Asset Disputes over Shares and Capital Contributions in Family-Owned Companies in Vietnam

Ownership and management rights over shares or capital contributions in family-owned companies often carry both emotional and financial value — a key reason why asset disputes in this context are more complex than typical corporate disputes. This article explains how courts and relevant authorities in Vietnam determine, protect, and divide shares and capital contributions within family businesses, highlighting the latest legal updates and practical approaches.

1. Legal nature of shares and capital contributions in family-owned companies

Shares (in joint-stock companies) or capital contributions (in limited liability companies) are assets with economic value. They can be owned, contributed, transferred, mortgaged, or disputed by individuals and legal entities. When disputes arise in family-owned companies, courts examine legal grounds under the Law on Enterprises (provisions on membership rights, transfer conditions, and procedures for changing ownership), as well as evidence proving the origin of the capital and internal agreements between members. These principles are applied in line with current enterprise legislation.

2. Common types of disputes

  • Disputes among family members over who is the actual owner of certain shares/capital contributions.

  • Disputes arising from the transfer of shares without notice or without complying with the company’s charter (e.g., priority rights, transfer conditions).

  • Disputes when shares/capital contributions form part of marital property and the couple subsequently divorces.

  • Disputes arising from unfulfilled or canceled internal investment or capital contribution agreements. Recent case law has clarified how courts address these transactions, the burden of proof, and their legal consequences.

3. Shares and capital contributions as marital property — division upon divorce

When shares or capital contributions are determined to be marital property, division must first be based on the spouses’ mutual agreement. If no agreement is reached, the court will divide them based on the actual value of the shares at the time of division, considering factors such as each party’s contribution, circumstances, and the lawful interests of the children. Conversion of shares into cash or transfer of shares according to the company’s charter are viable solutions. Recent guidelines and case law emphasize prioritizing mediation, though courts still retain the authority to enforce necessary procedures to safeguard spousal rights.

4. Procedures and evidence typically examined by the court

When initiating a lawsuit over shares/capital contributions, the claimant should prepare:

  • Documents proving the source of capital (capital contribution agreements, transfer receipts, meeting minutes, capital contribution decisions).

  • The company charter, enterprise registration certificates, and meeting minutes relating to the transfer or withdrawal of shares.

  • Evidence of transfer (transfer contracts, documents on changes of membership, notices sent to the company).

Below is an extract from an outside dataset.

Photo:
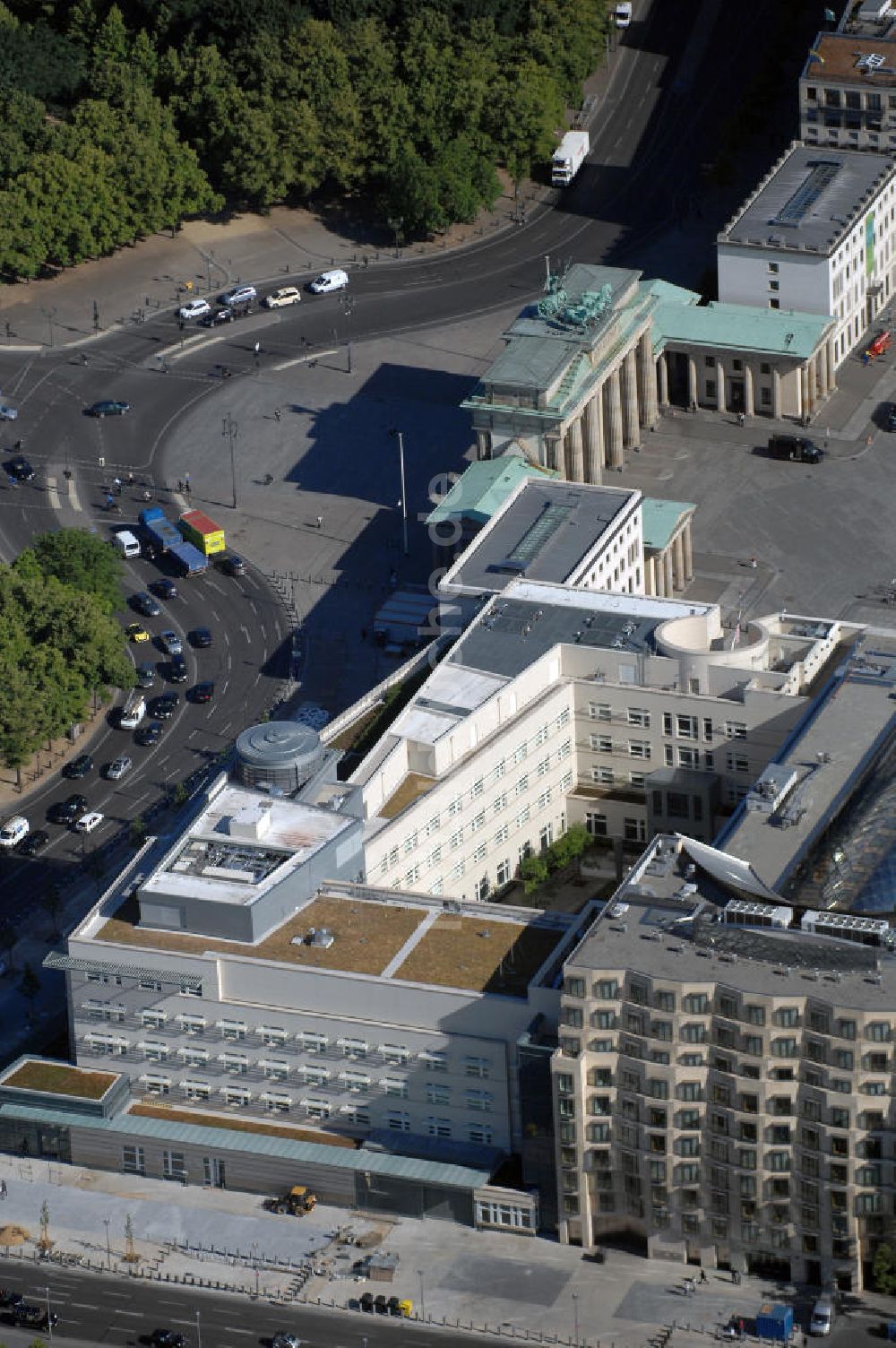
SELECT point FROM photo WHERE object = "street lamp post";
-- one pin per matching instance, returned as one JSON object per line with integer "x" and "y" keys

  • Valuation reports (if requesting conversion of shares into money), financial statements, and accounting records.

Recent appellate and high court rulings have clarified criteria for evaluating evidence in member transactions, even establishing precedents in cases where transfers were made by individuals not yet officially recognized as members. Proper collection of evidence is often decisive in securing rights.

5. Transfer restrictions and preemptive rights — key issues in family companies

Many family-owned companies include strict transfer conditions in their charters (such as preemptive rights for existing members, advance notice requirements, or approval conditions). If transfers do not comply with the charter, the transaction may be invalidated, with courts even ordering the annulment of related enterprise registration. Accordingly, when resolving disputes, courts usually compare transfer actions against the company charter and the Law on Enterprises.

6. Dispute resolution pathways: negotiation — mediation — arbitration — court

The primary priority remains internal agreements, negotiation, or mediation. If the parties have agreed to arbitration in their capital contribution contracts, disputes may be referred to commercial arbitration. If resolution fails, litigation before a competent court becomes the final option. Recent case law shows that courts increasingly recognize complex transactions between members and third parties, while carefully reviewing compliance with registration procedures and charter requirements.

7. Practical advice

  • Keep clear records of all capital contribution and transfer transactions (contracts, minutes, bank transfers).

  • Draft a detailed company charter specifying preemptive rights and transfer conditions to minimize internal disputes.

  • Ensure transparent share valuation (consider hiring an independent appraisal organization) when dealing with asset division or assessing legal consequences.

  • Prioritize mediation and arbitration where possible, to preserve both family relations and business continuity.

  • Stay updated on legal developments and case law — as higher court rulings and new precedents may shift judicial approaches in particular situations.